Research on the Influence of Multiple Parameters on the Responses of a B-type Subway Train

To obtain improved comprehensive crashworthiness criteria for a B-type subway train, the influence laws of the vehicle design collision weight M and empty stroke D on the train’s collision responses were investigated, and multi-objective optimization and decision-making were performed to minimize TS (total compression displacement along the moving train) and TAMA (the overall mean acceleration along the moving train). Firstly, a one-dimensional train collision dynamics model was established and verified by comparing with the results of the finite element model. Secondly, based on the dynamics model, the influence laws of M and D on the collision responses, such as the energy-absorbing devices’ displacements and absorbed energy, vehicles’ velocity and acceleration, TS , TAMA and the coupling correlation effect were investigated. Then, surrogate models for TS and TAMA were developed using the optimal Latin hypercube method (OLHD) and response surface method (RSM), and multi-objective optimization was conducted using the particle swarm optimization algorithm method (MPOSO). Finally, the entropy method was used to obtain the weight coefficients for TS and TAMA , and multi-objective decision-making was performed.

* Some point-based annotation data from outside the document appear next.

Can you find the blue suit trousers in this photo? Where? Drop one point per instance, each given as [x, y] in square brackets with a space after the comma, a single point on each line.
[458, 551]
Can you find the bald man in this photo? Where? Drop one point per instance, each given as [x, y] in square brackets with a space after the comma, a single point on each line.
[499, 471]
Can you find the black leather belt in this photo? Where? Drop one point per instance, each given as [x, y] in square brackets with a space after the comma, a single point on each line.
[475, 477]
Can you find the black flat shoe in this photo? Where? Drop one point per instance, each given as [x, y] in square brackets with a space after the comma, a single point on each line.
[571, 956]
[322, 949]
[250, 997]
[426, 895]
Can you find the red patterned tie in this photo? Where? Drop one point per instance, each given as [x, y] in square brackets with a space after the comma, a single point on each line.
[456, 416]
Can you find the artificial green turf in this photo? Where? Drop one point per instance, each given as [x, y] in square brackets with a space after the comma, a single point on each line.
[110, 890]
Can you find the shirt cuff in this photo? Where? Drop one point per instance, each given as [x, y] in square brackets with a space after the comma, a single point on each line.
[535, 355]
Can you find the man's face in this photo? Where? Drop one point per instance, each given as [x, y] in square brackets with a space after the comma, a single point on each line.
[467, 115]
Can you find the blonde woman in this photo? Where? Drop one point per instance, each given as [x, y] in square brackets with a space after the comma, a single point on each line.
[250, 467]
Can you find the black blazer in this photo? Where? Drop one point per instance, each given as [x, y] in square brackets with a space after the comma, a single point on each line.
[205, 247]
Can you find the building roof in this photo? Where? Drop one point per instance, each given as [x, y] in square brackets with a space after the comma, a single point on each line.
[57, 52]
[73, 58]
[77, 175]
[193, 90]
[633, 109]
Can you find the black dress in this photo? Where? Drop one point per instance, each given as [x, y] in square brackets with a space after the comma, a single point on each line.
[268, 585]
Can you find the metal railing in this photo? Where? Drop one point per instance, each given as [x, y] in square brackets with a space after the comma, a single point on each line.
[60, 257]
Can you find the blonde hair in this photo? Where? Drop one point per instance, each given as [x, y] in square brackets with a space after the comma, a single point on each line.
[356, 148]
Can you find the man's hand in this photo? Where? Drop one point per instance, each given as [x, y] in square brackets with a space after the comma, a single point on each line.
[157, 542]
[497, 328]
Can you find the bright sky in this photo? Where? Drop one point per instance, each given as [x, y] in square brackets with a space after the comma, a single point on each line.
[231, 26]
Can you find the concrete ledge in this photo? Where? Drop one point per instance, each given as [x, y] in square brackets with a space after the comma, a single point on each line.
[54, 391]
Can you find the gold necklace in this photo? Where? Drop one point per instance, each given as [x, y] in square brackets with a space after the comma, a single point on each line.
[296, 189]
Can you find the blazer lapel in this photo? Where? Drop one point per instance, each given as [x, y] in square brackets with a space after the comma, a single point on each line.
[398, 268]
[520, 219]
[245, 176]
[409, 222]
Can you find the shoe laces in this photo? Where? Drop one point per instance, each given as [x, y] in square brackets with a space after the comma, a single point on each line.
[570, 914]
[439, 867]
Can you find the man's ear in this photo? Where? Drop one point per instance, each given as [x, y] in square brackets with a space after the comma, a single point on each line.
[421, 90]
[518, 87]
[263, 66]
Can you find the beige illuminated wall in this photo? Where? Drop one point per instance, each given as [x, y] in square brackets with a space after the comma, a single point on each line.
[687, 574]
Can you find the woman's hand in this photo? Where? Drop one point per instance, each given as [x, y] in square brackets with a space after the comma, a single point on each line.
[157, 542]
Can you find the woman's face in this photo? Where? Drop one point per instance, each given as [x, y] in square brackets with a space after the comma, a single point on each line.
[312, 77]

The results indicate that D and M significantly affect the compression displacements and energy absorption of the first three collision interfaces, but have limited impact on the last three collision interfaces. The velocity versus time curves of vehicle M1 and M2 are shifted and parallel with different D . However, the velocity versus time curves of all the vehicles are shifted but gradually divergent with different M . The maximum collision instantaneous accelerations of the vehicles are directly determined by M , but are only slightly affected by D . Under the coupling effect, all concerned collision responses are strongly correlated with M ; however, the responses are weakly correlated with D except for the compression displacement at the M2-M3 collision interface and the maximum collision instantaneous acceleration of vehicle M2. The comprehensive crashworthiness criteria of the B-type subway train were significantly improved after multi-objective optimization and decision-making. The research provides more theoretical and engineering application references for the subway train crashworthiness design.